Load Balancing Exchange 2013 (CAS) with clustered (Zen) Load Balancers

I decided to skip my post about Exchange Database Availability Groups (DAGs), as all the information needed was already very well documented. All I did was following the excellent guide from exchangeserverpro.com, Installing an Exchange Server 2013 Database Availability Group. I got my DAG up and running in no time. We already have a working DAG environment up and running as well.

The part which needed some extra attention was High Availability/Load Balancing, mainly load balancing the CAS. (DAGs are sort of high availability/failover tolerant by design, but if the CAS go down they’re rather useless).

UPDATE 22.2.2017: I published a new blog post about Using FarmGuardian to enable HA on Back-ends in Zen Load Balancer. Use this as a compliment to this guide.

I’ll start off by making illustrations of the current and soon-to-be situations.

Current situation

 

exchange_current_setup

Fig 1. Current setup

  • 1 Exchange server used as CAS proxy/redirect.
    • No user mailboxes
    • Not actually needed, we could also use dns round robin. The server was meant to replace the Exchange 2010 server at first… then change of plans, not going into any details here.
    • Will be taken out of production and replaced by Zen Load Balancing cluster
    • Single point of failure
  • 1 server running Exchange 2010. Existing users will be migrated from this server to the (two) Exchange 2013 servers real soon. (When certificate issues are fixed).
    • When this is done, the server will be taken out of production.
  • 2 Exchange 2013 servers, running in two different physical locations (even though in same domain).
    • DAG is used between the two servers
    • All users will be moved to these two servers
  • Single namespace

 

Soon-to-be situation

Goals:

  • No (CAS) single point of failure
  • Only Exchange 2013 servers in the environment

 

exchange_soon_to_be_setup

Fig 2. Soon-to-be setup

  • 2 Clustered Zen Load Balancers (in different physical locations)
  • 2 Exchange 2013 servers (the existing ones from Fig 1)
  • Single namespace (exzen)

This whole setup might seem a bit small, but at the moment it’s sufficient. We’ll expand when the need is there. Only calendars and contact information is currently stored on the exchange servers, email is handled by our 3rd party imap server.

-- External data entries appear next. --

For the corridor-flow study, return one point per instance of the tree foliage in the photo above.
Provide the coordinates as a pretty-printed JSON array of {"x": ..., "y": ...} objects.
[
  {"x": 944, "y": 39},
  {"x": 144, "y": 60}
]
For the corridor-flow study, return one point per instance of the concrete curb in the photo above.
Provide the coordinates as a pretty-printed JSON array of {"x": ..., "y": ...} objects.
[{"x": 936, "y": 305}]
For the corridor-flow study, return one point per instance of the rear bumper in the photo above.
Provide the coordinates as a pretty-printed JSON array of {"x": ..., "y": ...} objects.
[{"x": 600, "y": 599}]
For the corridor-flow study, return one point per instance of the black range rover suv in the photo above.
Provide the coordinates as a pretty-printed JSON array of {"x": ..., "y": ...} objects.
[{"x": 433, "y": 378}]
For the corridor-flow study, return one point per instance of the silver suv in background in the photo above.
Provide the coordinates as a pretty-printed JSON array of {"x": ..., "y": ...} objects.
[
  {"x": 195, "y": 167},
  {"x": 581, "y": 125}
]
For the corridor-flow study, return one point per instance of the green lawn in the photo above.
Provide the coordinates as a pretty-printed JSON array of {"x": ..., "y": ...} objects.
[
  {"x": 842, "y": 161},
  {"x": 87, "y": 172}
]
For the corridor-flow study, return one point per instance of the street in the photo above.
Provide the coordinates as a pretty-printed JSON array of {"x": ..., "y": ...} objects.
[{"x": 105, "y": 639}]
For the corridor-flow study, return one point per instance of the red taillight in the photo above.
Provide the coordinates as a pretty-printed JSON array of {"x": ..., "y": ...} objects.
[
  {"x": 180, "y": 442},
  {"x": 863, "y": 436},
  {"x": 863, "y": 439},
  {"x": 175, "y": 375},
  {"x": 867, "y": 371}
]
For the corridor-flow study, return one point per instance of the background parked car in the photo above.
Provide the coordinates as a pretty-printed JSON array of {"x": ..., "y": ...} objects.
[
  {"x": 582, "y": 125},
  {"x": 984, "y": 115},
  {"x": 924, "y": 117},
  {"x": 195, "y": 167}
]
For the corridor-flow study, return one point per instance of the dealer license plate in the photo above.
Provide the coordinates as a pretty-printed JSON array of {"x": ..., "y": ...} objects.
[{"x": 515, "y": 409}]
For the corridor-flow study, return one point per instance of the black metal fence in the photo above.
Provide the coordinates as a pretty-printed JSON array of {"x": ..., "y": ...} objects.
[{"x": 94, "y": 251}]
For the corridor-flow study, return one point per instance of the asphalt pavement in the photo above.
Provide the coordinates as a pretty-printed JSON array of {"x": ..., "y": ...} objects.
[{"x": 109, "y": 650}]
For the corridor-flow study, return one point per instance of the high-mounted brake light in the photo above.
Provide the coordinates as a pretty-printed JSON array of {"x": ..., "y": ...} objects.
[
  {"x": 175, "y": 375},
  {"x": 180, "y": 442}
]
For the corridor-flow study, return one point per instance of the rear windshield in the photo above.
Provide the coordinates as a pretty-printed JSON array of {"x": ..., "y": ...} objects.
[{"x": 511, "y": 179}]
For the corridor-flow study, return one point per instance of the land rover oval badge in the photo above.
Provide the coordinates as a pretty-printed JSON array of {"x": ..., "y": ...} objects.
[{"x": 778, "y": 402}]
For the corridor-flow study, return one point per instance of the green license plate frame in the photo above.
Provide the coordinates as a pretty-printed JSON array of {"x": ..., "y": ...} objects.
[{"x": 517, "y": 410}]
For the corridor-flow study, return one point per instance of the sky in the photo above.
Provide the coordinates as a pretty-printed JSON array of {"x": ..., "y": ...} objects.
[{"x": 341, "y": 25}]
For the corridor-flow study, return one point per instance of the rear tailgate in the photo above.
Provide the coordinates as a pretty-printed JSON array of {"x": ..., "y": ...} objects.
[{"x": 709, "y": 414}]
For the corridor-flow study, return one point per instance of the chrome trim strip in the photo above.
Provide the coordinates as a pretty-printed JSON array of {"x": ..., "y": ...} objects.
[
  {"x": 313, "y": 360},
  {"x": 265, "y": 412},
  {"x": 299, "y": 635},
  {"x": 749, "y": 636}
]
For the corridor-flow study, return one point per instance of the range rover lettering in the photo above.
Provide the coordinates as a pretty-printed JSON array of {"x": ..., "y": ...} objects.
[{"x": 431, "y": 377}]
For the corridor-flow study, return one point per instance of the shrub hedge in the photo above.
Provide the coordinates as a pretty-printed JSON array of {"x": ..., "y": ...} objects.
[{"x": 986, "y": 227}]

NOTE! If you are using VMware in your environment, be sure to check this information:

https://keepingitclassless.net/2013/04/virtual-routing-part-2-fhrp-issues-in-vmware-vsphere/

It will save you time and nerves when trying to figure out why replication isn’t working.

 

Installing Zen Load Balancing Cluster

Introduction

I was put to the task of finding a good load balancing solution for Exchange. In its most simple configuration you could just use dns round robin (http://exchangeserverpro.com/exchange-2013-client-access-server-high-availability/), but I wasn’t too convinced about this idea. Round robin seemed more like the poor mans load balancer. That said, it will work. I even gave it a go in my test environment. The clients got a little bit (too) confused though. Not good. I decided to move along to a “real” load balancer.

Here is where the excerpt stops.